There is a ludicrous article in the Guardian tonight which makes no sense at all despite being written by Denis Campbell, who seems to be to be a good journalist. The story says:
Labour's key election pledge to rescue the ailing NHS with an extra £2.5bn a year has begun to unravel after the party admitted that the money would not be available until halfway through the next parliament.
The party has confirmed that none of the £2.5bn pledge, which formed the centrepiece of Ed Miliband's speech to its conference in Manchester, would be raised in the first year of a Labour government.
The basis for the apparent 'unraveling' of Labour's promise to spend more on the NHS is the apparent requirement that it must raise the money it has promised to spend before it can apparently do so.
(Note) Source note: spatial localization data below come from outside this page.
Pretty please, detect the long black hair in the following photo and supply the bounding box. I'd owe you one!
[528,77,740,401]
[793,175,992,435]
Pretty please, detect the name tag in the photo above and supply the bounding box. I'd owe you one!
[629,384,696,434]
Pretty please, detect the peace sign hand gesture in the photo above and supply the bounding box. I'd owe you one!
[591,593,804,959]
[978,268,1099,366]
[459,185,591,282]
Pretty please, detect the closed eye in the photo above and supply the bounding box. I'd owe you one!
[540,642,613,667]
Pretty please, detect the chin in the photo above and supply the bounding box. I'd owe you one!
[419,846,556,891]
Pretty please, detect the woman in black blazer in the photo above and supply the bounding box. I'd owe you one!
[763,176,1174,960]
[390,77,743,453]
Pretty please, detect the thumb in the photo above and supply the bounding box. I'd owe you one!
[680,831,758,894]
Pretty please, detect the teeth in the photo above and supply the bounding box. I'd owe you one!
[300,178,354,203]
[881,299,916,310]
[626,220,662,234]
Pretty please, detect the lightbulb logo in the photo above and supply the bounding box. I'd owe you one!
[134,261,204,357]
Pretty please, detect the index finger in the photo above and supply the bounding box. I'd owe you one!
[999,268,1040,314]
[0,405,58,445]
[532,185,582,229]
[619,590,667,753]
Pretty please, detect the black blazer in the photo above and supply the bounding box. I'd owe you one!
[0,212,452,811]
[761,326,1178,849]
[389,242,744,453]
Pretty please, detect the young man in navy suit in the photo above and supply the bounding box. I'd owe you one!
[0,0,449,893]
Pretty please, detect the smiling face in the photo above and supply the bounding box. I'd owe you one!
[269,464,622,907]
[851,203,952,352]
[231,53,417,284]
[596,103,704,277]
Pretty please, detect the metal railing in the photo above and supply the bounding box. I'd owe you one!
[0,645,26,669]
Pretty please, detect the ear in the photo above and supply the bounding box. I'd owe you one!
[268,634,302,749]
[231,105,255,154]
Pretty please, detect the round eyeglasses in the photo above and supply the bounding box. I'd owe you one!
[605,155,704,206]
This is absolutely bizarre logic. The Coalition government will borrow £107 billion this year based on reasonable projections of the August borrowing data. It has, therefore, not stopped spending because it has not raised money first. This has been true, of course, throughout its period in office, when it will in all have borrowed (in my estimate) £572 billion in all. But apparently Labour cannot borrow £2.5 billion to spend on the NHS in anticipation of the receipts it will secure by raising taxes.
Not only is it ridiculous to suggest that separate rules apply to such spending when compared to all other spending(and it is Labour's fault that they have got themselves into this daft position by doing they will not spend without taxing) but this whole argument defies the logic of tax.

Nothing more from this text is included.